Show that $G$ is doubly transitive on $\Omega$ if $\dfrac{1}{|G|}\sum_{g\in G} \chi(g)^2=2$ where $\chi$ is the associated permutation character.

Question

Show that $G$ is doubly transitive on $\Omega$ if $\dfrac{1}{|G|}\sum_{g\in G} \chi(g)^2=2$ where $\chi$ is the associated permutation character.
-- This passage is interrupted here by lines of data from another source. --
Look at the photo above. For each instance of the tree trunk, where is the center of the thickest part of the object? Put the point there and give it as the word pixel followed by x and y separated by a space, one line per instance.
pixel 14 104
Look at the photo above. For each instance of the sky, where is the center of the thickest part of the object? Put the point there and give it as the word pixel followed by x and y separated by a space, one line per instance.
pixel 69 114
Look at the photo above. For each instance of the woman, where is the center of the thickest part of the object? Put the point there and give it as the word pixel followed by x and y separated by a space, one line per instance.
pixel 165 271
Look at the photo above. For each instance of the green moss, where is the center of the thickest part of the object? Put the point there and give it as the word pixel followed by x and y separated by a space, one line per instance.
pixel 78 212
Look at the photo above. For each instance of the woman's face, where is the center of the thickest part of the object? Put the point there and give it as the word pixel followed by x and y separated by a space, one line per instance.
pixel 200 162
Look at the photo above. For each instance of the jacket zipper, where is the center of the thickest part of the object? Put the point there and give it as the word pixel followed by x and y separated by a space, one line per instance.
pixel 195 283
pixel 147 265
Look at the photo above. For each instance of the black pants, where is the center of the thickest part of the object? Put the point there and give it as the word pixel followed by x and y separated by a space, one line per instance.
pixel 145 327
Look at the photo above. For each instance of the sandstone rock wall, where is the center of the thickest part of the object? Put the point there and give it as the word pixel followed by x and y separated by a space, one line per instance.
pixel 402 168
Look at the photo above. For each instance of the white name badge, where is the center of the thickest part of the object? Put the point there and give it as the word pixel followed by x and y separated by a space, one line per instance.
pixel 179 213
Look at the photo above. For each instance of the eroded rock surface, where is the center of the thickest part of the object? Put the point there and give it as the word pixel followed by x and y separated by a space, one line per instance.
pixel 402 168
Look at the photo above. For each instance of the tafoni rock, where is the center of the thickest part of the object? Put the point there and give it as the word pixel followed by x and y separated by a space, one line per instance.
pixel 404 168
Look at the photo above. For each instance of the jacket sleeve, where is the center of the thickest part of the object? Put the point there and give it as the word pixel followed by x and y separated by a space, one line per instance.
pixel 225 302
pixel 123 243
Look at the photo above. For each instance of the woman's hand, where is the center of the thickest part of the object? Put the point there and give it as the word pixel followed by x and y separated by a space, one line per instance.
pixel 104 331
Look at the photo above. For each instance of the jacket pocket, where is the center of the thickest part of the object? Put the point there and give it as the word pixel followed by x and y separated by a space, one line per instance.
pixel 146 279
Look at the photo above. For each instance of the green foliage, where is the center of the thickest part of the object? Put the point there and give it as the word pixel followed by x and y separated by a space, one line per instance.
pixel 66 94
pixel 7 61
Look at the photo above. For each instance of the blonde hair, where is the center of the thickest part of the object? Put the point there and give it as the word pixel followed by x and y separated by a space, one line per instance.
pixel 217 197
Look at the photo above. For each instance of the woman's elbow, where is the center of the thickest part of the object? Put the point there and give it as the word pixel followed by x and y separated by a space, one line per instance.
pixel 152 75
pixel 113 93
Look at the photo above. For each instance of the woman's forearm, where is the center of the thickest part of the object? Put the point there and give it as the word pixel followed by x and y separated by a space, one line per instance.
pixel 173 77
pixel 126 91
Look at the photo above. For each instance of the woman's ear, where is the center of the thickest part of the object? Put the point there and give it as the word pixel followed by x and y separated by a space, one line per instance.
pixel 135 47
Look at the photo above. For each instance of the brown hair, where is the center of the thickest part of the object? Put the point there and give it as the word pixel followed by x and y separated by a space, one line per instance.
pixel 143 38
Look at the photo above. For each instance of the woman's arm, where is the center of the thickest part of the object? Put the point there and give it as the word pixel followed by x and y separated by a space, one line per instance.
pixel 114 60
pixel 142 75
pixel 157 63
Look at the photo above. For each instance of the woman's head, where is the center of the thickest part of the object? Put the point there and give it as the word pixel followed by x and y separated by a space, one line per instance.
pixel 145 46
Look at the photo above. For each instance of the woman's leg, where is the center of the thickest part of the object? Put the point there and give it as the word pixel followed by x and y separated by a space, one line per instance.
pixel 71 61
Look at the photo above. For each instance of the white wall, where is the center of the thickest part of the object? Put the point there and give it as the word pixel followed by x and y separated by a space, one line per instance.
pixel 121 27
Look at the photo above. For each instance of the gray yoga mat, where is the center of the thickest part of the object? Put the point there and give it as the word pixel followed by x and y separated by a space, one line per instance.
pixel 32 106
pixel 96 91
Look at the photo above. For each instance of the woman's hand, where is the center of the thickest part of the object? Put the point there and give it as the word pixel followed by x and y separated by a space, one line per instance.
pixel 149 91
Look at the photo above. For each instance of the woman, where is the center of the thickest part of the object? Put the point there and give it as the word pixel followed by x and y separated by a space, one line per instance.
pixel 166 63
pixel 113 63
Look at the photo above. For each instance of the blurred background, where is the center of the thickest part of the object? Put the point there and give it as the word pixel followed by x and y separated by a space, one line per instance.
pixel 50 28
Do not assume $G$ is transitive.

An action of $G$ on $\Omega$ is doubly transitive if $G$ is transitive on the set of ordered pairs $(\alpha,\beta)$ with $\alpha\neq \beta$ with $$(\alpha,\beta)\cdot g=(\alpha\cdot g, \beta\cdot g).$$

I know by the Cauchy-Frobeius Theorem that the total number of orbits is given by $$n=\dfrac{1}{|G|}\sum_{g\in G} \chi(g).$$

But where do I go from here?

Answer 1

$\chi^2$ is the permutation character of $G$ on $\Omega^2$, so $G$ has $\frac{1}{|G|}\sum_g \chi (g)^2 =2$ orbits on $\Omega^2$. One of them is contained in $\{(x,x) : x \in \Omega \}$, and one of them is contained in $\{(x,y) \in \Omega^2 : x \neq y \}$. Since there are only two orbits, we have equality in both cases, and $G$ is doubly transitive.